The Tribune - Spectrum

Sunday, December 23, 2001

All the great foodies of the past
Review by Kavita Chauhan

by P. Arundhati. Concept Publishing, New Delhi. Pages 108.
Rs 200.

THE book under review is a collection of articles written and lectures delivered by the author on different occasions. The title of the book "Annapurna"is very misleading, basically the book is about the life and culture of ancient India. The articles cover a wide range of subjects like nourishment, medicine, ecology, psychology, chemistry and petrology.

The book is a rich contribution to ideological studies. The author talks about various concepts that flourished under different dynasties in ancient India. The essay "Annapurna" is about the spiritual significance given to annam (food) in Hinduism. The term "annam"is derived from the Sanskrit root "ad" to eat, has its origin in food and nourishment. The Aranyakas state that the jiva is covered by five kosas (sheaths) – namely, annamayakosa, pranamayakosa, manomyakosa, vigynanamayakosa and anandamayakosa and is nourished by means of annam in sukshma and sthulakosas. Thus the Brahman who is the form of jiva is to be worshiped by offering annam.

The people of ancient India recognised the spiritual significance of annam and held that it forms one of the sheaths annamayakosa that the being of a person. Since annam is the main source of life, in Hindu mythology there is a goddess associated with food, who is known as Annapurna. Goddess Annapurna is the presiding deity of Kashi, the most sacred place in India. Though very few temples are dedicated to her; most of them are found in South India only. The cult of Mother Goddess is expressed in different forms in Indian literature: Aditi, Prithvi, Sita and Gauri are the Goddesses mentioned in the Vedas.

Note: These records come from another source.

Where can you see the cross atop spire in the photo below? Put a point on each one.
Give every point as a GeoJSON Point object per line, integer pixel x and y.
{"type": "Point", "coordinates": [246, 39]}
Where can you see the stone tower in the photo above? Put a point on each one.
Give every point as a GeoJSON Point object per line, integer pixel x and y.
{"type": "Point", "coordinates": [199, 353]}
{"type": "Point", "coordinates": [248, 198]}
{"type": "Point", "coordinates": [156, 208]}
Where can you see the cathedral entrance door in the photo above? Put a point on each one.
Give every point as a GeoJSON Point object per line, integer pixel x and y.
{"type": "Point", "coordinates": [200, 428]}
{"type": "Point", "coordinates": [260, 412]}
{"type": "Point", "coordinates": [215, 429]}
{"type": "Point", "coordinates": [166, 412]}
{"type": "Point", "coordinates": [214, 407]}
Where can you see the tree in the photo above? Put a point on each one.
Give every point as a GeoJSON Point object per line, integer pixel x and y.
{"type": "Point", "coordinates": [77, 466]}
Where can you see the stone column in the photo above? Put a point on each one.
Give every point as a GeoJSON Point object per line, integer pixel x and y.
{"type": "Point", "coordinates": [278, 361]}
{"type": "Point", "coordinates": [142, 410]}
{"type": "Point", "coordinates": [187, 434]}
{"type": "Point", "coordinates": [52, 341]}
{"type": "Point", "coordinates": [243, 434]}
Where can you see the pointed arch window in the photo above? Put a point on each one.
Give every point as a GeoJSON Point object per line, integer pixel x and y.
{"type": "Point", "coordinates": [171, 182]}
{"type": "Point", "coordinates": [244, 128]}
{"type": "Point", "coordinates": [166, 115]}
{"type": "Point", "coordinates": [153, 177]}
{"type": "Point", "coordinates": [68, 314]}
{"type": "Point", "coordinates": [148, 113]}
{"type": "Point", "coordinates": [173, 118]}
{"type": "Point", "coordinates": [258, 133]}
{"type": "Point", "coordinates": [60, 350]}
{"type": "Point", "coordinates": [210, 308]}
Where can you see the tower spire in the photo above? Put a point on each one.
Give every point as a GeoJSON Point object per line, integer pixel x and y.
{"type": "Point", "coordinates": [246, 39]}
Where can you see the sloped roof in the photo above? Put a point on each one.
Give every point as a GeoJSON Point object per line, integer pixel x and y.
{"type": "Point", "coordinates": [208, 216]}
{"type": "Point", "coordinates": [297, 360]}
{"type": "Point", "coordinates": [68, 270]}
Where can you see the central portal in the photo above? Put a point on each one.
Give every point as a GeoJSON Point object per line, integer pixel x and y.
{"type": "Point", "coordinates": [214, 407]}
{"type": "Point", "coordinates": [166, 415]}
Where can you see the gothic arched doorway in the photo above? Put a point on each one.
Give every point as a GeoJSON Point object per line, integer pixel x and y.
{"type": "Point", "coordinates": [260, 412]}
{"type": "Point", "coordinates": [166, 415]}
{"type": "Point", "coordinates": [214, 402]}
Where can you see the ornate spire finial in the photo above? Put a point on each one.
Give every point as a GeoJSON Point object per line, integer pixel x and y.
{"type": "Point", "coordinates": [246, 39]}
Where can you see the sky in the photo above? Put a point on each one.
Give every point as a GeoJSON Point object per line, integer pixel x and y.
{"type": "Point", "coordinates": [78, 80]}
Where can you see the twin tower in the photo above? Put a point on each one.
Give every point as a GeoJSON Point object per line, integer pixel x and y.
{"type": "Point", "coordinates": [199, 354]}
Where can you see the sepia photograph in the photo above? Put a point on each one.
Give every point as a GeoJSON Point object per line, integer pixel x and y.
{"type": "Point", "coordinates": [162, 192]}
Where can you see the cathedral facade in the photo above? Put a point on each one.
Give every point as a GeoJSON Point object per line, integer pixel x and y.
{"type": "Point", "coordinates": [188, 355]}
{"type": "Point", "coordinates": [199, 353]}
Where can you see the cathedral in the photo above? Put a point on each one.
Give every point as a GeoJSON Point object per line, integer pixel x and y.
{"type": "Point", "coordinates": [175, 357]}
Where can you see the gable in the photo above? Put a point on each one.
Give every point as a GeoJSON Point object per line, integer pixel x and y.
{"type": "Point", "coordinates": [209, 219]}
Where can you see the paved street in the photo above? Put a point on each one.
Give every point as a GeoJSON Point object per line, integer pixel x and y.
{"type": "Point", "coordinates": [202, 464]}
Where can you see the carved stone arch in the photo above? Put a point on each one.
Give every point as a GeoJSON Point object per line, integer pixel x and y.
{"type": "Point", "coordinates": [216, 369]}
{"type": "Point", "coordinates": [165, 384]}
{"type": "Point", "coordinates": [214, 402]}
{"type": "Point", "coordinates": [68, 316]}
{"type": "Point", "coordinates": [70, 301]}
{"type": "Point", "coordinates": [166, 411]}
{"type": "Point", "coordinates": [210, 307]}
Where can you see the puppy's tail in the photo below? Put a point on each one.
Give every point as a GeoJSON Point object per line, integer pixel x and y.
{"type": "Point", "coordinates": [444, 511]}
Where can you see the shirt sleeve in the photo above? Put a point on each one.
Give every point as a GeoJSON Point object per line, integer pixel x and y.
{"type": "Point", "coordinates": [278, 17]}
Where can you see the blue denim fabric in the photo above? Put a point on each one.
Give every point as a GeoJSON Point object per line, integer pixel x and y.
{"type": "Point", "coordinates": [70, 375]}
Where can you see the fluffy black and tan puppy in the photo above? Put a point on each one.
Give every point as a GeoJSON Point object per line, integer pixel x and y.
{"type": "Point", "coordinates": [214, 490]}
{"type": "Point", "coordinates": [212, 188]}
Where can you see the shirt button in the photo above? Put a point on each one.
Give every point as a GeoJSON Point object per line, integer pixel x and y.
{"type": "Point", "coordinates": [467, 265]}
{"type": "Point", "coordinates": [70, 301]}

Some of the essays are centred around Andhra Pradesh during the Satvahana and Chalukya rule. The Nanaghat, Nashik and Talgunda inscriptions left behind by the Satvahana dynasty show that Vedism, Saivism, Bhagvatism and other Brahmanical cults and traditions flourished during this period. The archaeological findings and literary sources like Gathasaptasathi testifies this. The village folk of ancient Andhra Pradesh was free from the domination of the priestly class and complicated rituals. Their way of worship was very simple. The path of bhakti occupied a higher place in the hearts of people. Gathasaptsathi gives a detailed description of the village life of the Satvahana dynasty.

In ancient India dietics is a subject intimately connected with the welfare of the kings. King Somadeva describes in his "Yasastilaka" that king Yasogarh listens to an exposition of sound dietics by his royal physician as a part of his daily activities. Somadeva discusses the medicinal values of food with reference to the nature of human body and changing environment. According to the ayurvedic system of medicine, the human body consists of panchamahabhutas or the five elements — namely, earth, water, fire, wind and ether. These five elements are to be substituted in the body by means of food and drinks. The imbalance of these elements results in disease. This is the reason why Somadeva like other ancient scholars and philosophers, laid emphasis on sound dietics and exercise for the welfare of the king; since the welfare of the whole country is the summum bonum of his life.

The kings used to enjoy their leisure time listening to different kathas. King Somesvara of the Chalukya dynasty gives a detailed description of kathavinoda in his treatise "Mansollasa."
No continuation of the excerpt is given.